Photo courtesy of Lauren Emberson

After resigning from the Ryerson Students’ Union (RSU) as vice-president student life & events, Lauren Emberson wrote an open letter telling students why she left.

Emberson was the first person to resign from a leadership position due to personal conflict in over a decade at the RSU. She said she felt a responsibility to open up about the reasons for why she left.

“It’s never a small thing,” Emberson said. “I think regardless if it came from me or not, people would find out one way or another. In some sense, we are public figures and a lot of the work that we’ve done is very public.”

During her time in the RSU, she said there were toxic incidents that eventually lead to her to sudden resignation.

In her open letter to The Eyeopener, Emberson said, “Work consistently consumed 60 hours of my life per week and some of my fellow executives still told me that I didn’t work enough.”

She also described incidents where people followed her on the street, as well as online conversations where student politicians who disagreed with her shared her location and threatened her physically.

In a statement to The Ryersonian, Emberson said although she feels that this is far from an isolated experience, being so open about her personal experience was a new step, and something that needed to be done. In the end, Emberson said she is happy that there has been no negative backlash after she revealed her personal struggles in the RSU.  

“This was taking a toll on my personal health,” she said. “I needed to take a step back, and I don’t think that’s a place anyone wants to step in and say ‘I’m wrong,’ but there definitely are people that are glad I left, people who aren’t necessarily a fan of me.”.

RSU President Susanne Nyaga admits that there is some truth to what Emberson said.

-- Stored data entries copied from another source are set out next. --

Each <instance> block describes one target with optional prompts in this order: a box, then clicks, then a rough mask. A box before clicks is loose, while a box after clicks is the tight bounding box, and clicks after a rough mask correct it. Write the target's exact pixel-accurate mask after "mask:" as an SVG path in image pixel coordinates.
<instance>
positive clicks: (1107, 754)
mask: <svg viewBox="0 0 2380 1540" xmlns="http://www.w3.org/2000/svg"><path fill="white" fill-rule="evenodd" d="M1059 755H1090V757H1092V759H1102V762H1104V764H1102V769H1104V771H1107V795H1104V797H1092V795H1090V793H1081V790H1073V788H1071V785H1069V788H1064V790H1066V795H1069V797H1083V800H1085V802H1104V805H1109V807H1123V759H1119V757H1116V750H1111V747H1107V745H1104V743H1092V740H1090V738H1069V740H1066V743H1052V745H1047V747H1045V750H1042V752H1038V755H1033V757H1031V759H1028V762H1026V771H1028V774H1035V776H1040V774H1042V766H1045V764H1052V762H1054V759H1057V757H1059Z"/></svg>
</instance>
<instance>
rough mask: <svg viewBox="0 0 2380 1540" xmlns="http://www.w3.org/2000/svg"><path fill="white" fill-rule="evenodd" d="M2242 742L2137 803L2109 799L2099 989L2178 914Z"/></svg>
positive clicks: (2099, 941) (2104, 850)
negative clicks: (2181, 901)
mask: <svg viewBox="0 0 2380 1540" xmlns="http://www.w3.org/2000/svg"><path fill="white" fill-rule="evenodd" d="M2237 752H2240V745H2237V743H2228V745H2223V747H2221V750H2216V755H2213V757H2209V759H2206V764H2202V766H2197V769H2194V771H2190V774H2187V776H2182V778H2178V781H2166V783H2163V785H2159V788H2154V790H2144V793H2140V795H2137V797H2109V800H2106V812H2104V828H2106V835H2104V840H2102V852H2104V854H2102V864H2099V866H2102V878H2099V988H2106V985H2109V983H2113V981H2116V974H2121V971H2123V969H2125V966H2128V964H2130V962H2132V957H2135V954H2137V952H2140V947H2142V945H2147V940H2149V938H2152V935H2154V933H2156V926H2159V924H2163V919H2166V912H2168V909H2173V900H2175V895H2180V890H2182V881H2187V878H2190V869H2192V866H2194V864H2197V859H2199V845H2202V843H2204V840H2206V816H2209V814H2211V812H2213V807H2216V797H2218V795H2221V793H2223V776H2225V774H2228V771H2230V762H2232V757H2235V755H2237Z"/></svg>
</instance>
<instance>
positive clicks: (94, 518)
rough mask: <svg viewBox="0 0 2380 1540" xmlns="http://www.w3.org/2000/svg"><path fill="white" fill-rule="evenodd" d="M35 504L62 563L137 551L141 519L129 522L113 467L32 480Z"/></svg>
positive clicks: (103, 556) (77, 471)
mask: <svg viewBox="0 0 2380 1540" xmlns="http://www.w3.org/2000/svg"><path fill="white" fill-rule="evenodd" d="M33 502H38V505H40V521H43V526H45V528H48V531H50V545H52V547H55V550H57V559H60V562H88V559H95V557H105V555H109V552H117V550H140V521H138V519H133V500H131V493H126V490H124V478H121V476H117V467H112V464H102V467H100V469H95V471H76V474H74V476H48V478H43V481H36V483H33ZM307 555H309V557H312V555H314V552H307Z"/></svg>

“As someone who has continuously faced anti-Blackness and misogyny from executive members or the board, I agree with her that there is a toxic environment here in the RSU. I think that environment is created by particular individuals who entered the student movement only to work for and centralize a particular type of student, rather than all students,” Nyaga said.

Nyaga respects Emberson’s decision to leave the RSU and says she intends to create a healthier environment for all executive members.

“I commend Lauren for realizing that this position was not for her and stepping down instead of taking up space or using student resources. We need to be critical when we try to silence or shut down people we disagree with. We need to be critical when we are turning to Facebook to bring down each other instead of speaking to one another and talking our concerns out. As one person, there is very little I can do to change this environment. But I would love to see the membership holding folks accountable, pushing for the changes they want to see and making sure their voices are heard,” said Nyaga.

As for Emberson, she said she is already in a “healthier place” after she left the RSU. However, she hasn’t given up being active on campus and continues representing the faculty of communication & design (FCAD) by remaining on Ryerson’s Senate. She said she hopes to stay involved next year to a smaller extent while working on her thesis.